There's a lot of hemming and hawing in the LAT food section about absurdly loud restaurants, but the tone of the piece is captured in an early sentence: "How loud a restaurant is -- or isn't -- has to do with the quality of noise as well as the quantity." The quality of noise? What about the quality of silence? Here’s the thing: Restaurant owners tend to drag their heels when it comes to improving acoustics because they're afraid that a quiet dining room will be viewed as an unpopular dining room. Loud is young and sexy; quiet is for Early Birds. Besides, a lot of the owners just like it loud, whether customers like it or not.

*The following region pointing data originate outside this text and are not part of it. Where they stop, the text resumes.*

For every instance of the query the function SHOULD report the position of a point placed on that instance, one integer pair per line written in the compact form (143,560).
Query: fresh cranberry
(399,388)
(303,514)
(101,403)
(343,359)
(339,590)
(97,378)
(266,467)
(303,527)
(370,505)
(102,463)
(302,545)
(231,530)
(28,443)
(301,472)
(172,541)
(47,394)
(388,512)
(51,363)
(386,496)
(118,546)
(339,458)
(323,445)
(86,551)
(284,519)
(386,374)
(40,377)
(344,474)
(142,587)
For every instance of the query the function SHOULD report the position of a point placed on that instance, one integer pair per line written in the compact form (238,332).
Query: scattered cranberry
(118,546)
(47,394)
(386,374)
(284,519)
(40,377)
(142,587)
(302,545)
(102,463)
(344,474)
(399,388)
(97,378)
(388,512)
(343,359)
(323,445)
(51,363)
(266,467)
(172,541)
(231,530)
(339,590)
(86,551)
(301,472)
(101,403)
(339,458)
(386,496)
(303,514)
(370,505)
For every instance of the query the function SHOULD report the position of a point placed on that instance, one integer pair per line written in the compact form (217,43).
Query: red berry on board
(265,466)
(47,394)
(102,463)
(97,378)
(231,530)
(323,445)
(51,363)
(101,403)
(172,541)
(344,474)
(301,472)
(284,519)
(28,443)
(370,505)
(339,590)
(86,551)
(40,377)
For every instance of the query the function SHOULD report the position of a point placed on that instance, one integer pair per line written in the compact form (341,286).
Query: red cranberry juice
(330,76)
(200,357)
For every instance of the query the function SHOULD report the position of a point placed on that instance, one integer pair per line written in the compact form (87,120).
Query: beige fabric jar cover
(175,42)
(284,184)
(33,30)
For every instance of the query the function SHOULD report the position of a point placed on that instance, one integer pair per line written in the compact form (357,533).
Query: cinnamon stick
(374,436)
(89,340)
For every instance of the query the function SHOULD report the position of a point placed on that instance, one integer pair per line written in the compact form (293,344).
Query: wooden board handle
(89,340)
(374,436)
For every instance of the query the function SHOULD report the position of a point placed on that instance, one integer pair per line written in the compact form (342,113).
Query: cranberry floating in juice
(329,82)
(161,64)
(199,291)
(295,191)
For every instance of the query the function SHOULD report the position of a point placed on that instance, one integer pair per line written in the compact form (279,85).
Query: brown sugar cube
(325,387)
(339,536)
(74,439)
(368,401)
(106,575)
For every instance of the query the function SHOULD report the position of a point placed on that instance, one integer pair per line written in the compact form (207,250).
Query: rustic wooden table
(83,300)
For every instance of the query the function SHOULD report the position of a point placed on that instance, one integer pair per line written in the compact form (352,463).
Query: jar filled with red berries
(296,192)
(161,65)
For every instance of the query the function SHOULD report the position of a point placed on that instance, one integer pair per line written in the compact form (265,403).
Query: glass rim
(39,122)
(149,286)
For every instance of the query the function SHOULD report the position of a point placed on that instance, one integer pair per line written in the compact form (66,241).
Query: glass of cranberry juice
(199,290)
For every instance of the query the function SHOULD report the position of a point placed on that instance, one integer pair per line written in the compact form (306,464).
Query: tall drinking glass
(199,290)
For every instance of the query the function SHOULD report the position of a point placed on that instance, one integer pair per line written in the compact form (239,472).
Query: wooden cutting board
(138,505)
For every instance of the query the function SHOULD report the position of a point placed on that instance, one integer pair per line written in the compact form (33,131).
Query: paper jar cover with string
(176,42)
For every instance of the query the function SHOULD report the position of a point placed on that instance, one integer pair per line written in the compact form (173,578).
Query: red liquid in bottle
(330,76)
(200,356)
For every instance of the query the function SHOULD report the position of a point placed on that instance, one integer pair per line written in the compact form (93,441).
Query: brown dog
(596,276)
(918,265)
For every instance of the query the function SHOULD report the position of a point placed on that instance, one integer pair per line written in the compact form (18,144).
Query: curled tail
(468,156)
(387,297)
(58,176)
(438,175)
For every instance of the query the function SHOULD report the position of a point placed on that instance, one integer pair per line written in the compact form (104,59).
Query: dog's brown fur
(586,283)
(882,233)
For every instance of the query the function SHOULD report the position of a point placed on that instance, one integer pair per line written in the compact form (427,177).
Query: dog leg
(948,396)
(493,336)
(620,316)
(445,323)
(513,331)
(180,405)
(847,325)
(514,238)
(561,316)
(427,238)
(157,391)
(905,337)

At Pizzeria and Osteria Mozza, what designer Lisa Eaton inherited was a space that needed a lot of physical work -- and a boss with a penchant for loud rock music. "Mario hands us an iPod when we're ready to open," says Eaton, who has designed most of Mario Batali and Joe Bastianich's restaurants, including Del Posto and Babbo in New York. "We never incorporate that aspect [sound] into the design. You can never tell what a room's going to do." What the Pizzeria noise did was reverberate around the high ceilings, so much so that diners complained. Eaton says they installed acoustic panels on the upper part of the walls, "then we painted them a very dark brown [like the ceiling] and it disappeared; it became this ambient umbrella that you don't really notice."
*The "sound design" of restaurants was discussed a couple of weeks back on KCRW's "DnA" program with Frances Anderton.
Jonathan Gold of LA Weekly and David Rosoff of Osteria Mozza were among the guests.